フォルマントといえば、母音のことだけでなく、遠くに通る声、そうでない声の違いにも関係しています。
太ったらいい声が出る?
音響音声学は難しいのでさておき、「歌は、体が楽器?」の件。
生まれ持った声帯を使い、生まれながら備わっている管楽器(声道)を用い、呼吸や口腔内の操作など、随意・付随運動を伴って演奏していることからイメージすると、これは確かに「体が楽器」といえるかもしれません。
でも、「体が楽器なら、大きくすれば(太れば)響きが豊かになる?」かというと・・それはイコールではなさそうですよ。

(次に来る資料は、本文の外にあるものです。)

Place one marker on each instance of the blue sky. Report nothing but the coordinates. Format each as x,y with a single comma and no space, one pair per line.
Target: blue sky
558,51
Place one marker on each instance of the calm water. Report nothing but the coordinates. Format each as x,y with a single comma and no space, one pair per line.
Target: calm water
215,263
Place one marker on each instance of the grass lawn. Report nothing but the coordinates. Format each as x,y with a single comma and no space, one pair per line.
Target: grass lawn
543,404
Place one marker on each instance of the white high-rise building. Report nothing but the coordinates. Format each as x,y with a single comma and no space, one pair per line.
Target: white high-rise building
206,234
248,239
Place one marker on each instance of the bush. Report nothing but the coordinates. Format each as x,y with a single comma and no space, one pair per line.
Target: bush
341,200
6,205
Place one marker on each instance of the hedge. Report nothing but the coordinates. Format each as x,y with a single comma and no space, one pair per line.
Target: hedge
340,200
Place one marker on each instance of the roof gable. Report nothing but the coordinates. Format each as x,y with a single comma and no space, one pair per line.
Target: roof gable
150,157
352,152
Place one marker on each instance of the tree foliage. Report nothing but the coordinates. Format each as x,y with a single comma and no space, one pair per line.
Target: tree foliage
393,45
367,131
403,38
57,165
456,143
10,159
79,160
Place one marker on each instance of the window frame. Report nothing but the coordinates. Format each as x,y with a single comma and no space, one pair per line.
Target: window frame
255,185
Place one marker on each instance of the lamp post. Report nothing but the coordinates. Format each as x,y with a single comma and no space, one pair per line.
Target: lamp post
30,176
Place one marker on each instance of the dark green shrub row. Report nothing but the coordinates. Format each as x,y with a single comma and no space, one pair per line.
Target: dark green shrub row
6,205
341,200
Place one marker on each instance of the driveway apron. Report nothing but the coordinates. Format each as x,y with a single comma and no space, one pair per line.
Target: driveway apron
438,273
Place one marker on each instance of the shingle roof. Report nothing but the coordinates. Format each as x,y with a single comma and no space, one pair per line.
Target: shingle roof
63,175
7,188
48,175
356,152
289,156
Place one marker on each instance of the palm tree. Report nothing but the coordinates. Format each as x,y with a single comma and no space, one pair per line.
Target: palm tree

いかに響く声を出すかというのは、管の形から生まれる”響きの成分”の話。
ホルンやトランペットの周りに脂肪を装着して鳴らしたら・・・
やったことありませんが、響きが豊かになるわけではなさそうですね。
「痩せ型だから声楽に向かないのかな?」ということでもなさそうですよ。
“声の音”を奏でる
生まれつきの骨格や声帯の違いによって異なる、世界に一つしかない楽器。その楽器と日々対峙することで ”ベストな調整法” を体得し、確率を高めることを目指して更なる微調整を加えつつ、一期一会に表出する音を愉しみに待つ。
私にとって「声楽家」とは、そんなお仕事です。
”今ある条件の中で可能な選択を重ねる” ということにおいては、どんなお仕事とも、どんな境遇の人とも同じ。“うたう”ということは何も特別なことではなくて、淡々と日々の鍛錬を呼吸とともに重ねているだけ、などと思っています。
-この記事は、過去にnoteに掲載した記事です。